We know that graduates have the attributes and capabilities to thrive – after all, we have given them jobs, placements, opportunities. But we know, too, that for graduates likely to be feeling out of place and out of their depth, resilience is also critical.
For these graduates to bring all their talents and energies to the workplace, a sense of mattering and worth is key. It’s about belonging. It’s about taking ownership of their experience. And it’s about having the self-awareness to recognise the parts of themselves that could get in the way of their own success.
Supporting students to develop a mindset that breaks through the attitude and assumptions that are holding them back is key to their success.
This means identifying the blocks in their thinking that get in the way of them achieving what it is that they want to achieve, and looking at the assumptions they have about themselves, other people and the world around them.
Creating an environment to develop breakthrough mindsets
For more than 15 years, Grit has been working with students on these issues through group coaching programmes in over 50 universities. And the crucial word here is group.
Louise Banahene MBE, Director of Educational Engagement at the University of Leeds describes the process perfectly: “Grit creates the space to enable our students to share and normalise their feelings while building new connections.”
It is this normalisation, this sense of community, that generates belonging. And, when students start to feel like they belong, they are more ready to commit.
When students look into their beliefs, their mindsets and attitudes, when they get under the skin of what really drives them, they start to see the limitations, the blind spots in their thinking.
Once they’ve identified these limitations, they begin to create breakthroughs in how they see themselves, how they see others, how they see the world around them.
Reframing
Reframing notions of support can have a powerful effect and create breakthroughs. Most students believe that when they get to university, they should be fully independent, be able to cope. That asking for help feels like a sign of failure, that they will be judged as coming up short.

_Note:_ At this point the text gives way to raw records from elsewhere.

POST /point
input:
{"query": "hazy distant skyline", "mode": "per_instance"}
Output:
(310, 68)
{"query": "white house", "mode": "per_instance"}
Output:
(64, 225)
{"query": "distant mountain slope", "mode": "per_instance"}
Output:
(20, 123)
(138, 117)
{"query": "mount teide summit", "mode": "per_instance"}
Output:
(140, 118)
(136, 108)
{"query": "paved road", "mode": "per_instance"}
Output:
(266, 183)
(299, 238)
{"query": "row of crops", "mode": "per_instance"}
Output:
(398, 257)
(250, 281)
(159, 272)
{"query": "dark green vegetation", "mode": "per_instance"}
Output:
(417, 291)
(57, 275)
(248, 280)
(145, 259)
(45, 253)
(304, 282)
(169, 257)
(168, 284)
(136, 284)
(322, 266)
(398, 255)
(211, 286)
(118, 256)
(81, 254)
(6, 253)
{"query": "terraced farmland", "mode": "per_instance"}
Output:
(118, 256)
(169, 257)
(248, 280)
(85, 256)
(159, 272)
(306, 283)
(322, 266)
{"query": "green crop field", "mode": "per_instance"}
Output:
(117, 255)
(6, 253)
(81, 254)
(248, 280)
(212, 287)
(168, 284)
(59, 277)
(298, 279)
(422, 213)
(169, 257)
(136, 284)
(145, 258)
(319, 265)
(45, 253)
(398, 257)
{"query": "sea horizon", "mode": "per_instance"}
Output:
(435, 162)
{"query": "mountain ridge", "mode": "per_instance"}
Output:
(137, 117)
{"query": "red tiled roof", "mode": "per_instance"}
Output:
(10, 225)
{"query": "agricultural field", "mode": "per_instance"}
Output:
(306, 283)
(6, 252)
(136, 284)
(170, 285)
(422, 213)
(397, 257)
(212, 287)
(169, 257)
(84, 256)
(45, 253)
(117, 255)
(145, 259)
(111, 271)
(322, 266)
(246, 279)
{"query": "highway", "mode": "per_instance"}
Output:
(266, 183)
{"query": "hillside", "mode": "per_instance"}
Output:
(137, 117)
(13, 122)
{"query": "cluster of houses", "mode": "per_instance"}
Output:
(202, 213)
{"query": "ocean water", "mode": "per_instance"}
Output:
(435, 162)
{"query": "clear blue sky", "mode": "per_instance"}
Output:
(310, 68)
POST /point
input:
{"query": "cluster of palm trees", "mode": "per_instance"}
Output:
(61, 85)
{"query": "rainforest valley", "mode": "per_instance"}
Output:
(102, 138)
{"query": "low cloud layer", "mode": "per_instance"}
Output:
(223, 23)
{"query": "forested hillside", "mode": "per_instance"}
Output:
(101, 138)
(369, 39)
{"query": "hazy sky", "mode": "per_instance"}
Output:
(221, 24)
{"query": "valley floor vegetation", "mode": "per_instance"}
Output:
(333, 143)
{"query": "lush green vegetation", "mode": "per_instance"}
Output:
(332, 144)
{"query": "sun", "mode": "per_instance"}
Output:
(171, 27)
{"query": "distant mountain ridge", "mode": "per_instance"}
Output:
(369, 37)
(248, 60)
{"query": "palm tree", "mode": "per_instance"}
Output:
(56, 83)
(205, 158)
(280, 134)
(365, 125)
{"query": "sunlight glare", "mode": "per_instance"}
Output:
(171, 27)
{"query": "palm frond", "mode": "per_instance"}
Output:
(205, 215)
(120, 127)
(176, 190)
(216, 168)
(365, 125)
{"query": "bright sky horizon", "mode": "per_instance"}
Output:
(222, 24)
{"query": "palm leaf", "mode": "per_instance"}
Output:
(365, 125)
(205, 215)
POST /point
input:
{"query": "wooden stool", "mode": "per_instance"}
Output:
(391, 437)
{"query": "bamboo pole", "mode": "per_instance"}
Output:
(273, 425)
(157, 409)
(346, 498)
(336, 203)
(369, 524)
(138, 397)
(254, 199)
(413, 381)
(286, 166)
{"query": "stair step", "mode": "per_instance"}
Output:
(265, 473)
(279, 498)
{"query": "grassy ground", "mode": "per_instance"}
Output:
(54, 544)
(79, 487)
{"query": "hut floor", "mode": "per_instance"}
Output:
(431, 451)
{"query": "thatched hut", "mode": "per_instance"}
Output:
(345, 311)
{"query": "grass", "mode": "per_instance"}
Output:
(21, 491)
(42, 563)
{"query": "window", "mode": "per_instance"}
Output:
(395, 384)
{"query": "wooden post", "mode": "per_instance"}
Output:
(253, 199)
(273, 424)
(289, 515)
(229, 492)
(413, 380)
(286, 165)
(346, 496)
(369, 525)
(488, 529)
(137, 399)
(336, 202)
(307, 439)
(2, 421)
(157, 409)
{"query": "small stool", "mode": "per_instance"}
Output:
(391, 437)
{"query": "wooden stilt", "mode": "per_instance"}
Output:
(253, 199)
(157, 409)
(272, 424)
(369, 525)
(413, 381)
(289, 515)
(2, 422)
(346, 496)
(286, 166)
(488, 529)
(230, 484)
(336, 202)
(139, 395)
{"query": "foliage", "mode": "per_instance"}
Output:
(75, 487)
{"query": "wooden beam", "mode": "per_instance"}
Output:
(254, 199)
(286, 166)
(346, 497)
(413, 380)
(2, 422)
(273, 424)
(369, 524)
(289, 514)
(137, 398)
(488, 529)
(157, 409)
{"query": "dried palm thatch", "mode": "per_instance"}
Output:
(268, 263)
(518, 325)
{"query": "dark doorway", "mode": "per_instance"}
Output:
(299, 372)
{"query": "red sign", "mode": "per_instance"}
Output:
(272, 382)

But what happens when, instead, we think about support as being about gathering what you need to be a success?
We wouldn’t expect an elite athlete to manage without a coach, nutritionist or psychologist. The same principle applies to students.
In this way, asking for support, becomes a positive resource for students to build success for themselves – for them to hunt out development opportunities, for chances to test and stretch themselves, to get out of their comfort zone.

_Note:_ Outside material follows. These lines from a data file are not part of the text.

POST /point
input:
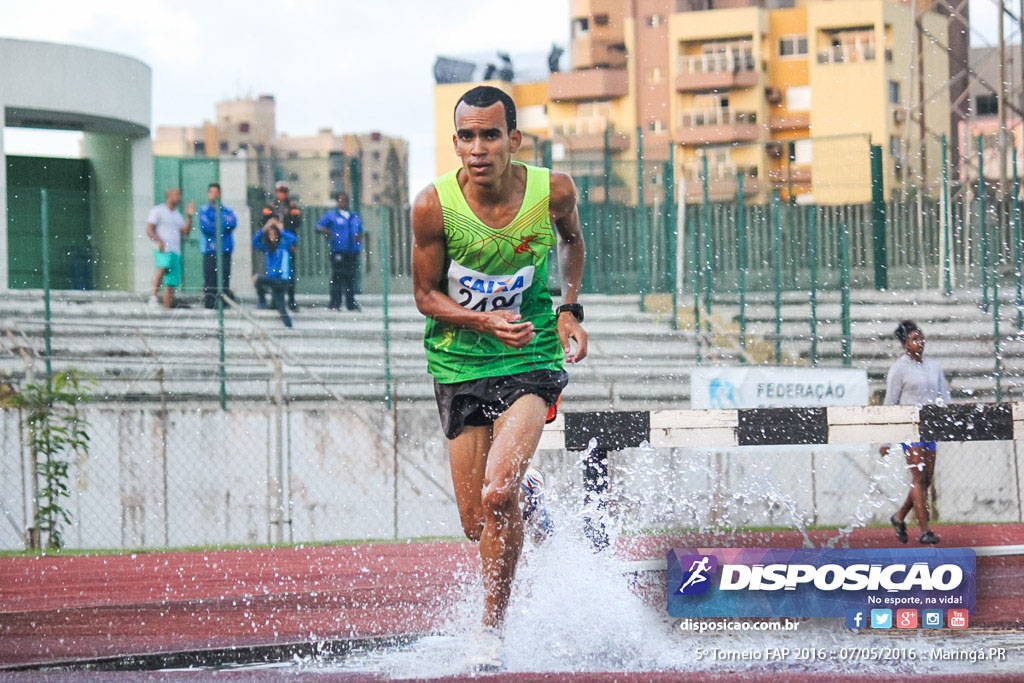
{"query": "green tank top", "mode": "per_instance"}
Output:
(491, 269)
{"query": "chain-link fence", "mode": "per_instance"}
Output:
(174, 476)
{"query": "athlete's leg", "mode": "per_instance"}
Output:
(915, 462)
(468, 458)
(516, 434)
(158, 281)
(927, 476)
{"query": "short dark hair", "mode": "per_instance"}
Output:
(485, 95)
(904, 329)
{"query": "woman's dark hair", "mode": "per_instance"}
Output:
(270, 225)
(904, 329)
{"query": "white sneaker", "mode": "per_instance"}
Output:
(535, 514)
(485, 650)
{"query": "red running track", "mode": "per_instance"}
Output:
(71, 608)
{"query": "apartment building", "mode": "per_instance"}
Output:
(983, 117)
(315, 166)
(790, 94)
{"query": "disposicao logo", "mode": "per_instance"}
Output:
(823, 582)
(697, 580)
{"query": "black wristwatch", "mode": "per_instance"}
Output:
(574, 308)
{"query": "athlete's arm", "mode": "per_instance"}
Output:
(571, 257)
(151, 230)
(189, 212)
(428, 272)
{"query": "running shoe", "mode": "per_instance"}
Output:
(485, 652)
(535, 514)
(900, 527)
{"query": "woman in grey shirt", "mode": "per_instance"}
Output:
(914, 380)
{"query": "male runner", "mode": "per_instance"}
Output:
(494, 343)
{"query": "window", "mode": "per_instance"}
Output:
(793, 46)
(895, 147)
(987, 104)
(804, 152)
(798, 98)
(894, 92)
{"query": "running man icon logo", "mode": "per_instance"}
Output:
(697, 568)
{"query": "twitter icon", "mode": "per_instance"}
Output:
(882, 619)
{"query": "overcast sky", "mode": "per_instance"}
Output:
(351, 66)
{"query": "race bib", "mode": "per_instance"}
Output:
(478, 291)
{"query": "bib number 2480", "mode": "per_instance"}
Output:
(478, 291)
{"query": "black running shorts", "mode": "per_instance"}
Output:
(479, 402)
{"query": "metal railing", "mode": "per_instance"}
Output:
(848, 52)
(716, 117)
(717, 62)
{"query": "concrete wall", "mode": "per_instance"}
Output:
(108, 95)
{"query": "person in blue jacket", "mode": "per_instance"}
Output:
(208, 245)
(343, 230)
(275, 243)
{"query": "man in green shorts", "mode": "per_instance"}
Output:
(166, 226)
(495, 344)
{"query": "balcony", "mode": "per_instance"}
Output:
(588, 135)
(796, 174)
(722, 182)
(726, 71)
(715, 126)
(589, 84)
(848, 53)
(790, 121)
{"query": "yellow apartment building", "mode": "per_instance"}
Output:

Similarly, when students’ expectations of university bumps-up against the hard reality of everyday experience, a mindset rooted in disappointment will only lead to more disappointment. But when it flips, when the mindset is rooted in the reality of the way things are, behaviours change.

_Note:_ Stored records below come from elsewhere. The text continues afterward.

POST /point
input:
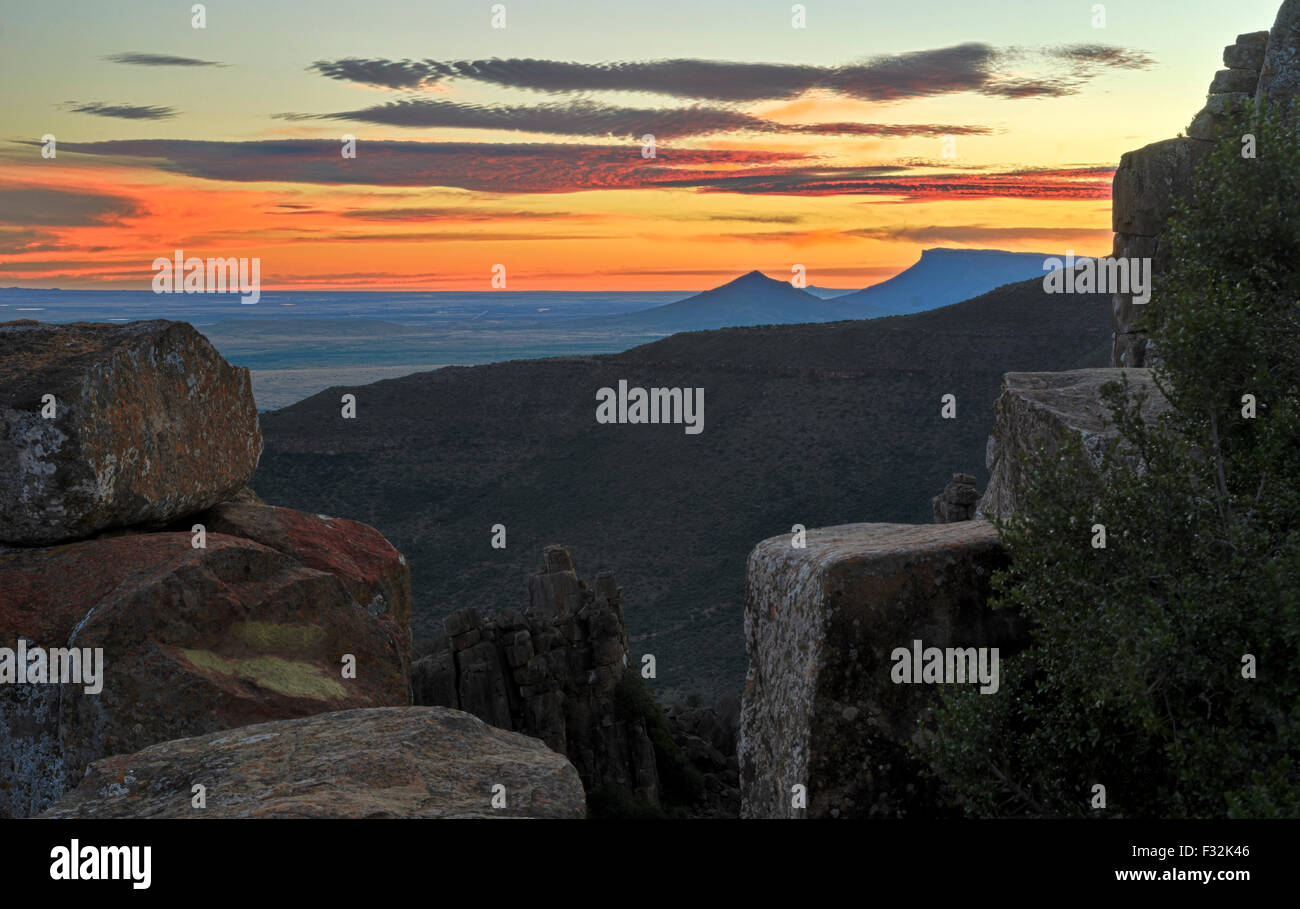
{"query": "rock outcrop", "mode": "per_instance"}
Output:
(707, 737)
(116, 425)
(395, 762)
(1044, 408)
(1279, 76)
(193, 618)
(1260, 65)
(820, 708)
(551, 671)
(957, 501)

Students who make this breakthrough make different choices and decisions. Instead of wasting time and energy on wishing things were different, they see the world afresh, seize opportunities that they might have otherwise missed, create a positive experience for themselves.
And then there’s the issue of imposter syndrome. Feeling out of your depth can be particularly pertinent among students from under-represented backgrounds.
When their mindset is reframed, when students see themselves in a different light, when they are able recognise their own strengths and assets, appreciate what they have already achieved in their lives, they can come to see that they already have what it takes to be a success.
They understand that ‘it’s not just me’ who suffers with imposter syndrome, that it is something that impacts most students at some time or another and it is almost certainly impacts the people around them now.
Understand this and the world becomes a different place. Once students are able to articulate and explain the qualities they bring, they start to see what is really possible for them. They develop the confidence to go and make it happen.
As a student on a Grit programme recently put it: “by understanding what has made me, the experiences that have formed me, the resilience that has got me through, I realised my value. I’ve got new ways of thinking about myself.”
Skills for life
Let’s be clear. These conversations are not always easy. They can be uncomfortable and challenging. Questioning those bring deep-rooted beliefs about yourself, your capabilities and purpose, can be difficult. But when students experience these breakthroughs, they see ways to become better, more successful versions of themselves.
As Sophie Chadwick, Director of Enterprise and Employability, at Canterbury Christ Church University says “students develop their thinking skill set. They become confident with taking risks and managing them. These are skills and attitudes that go far beyond their university life.”
There is, of course, the other side of the equation: what it takes as a tutor, a manager, a supervisor, to get the most out of students and new grads. But that is another story.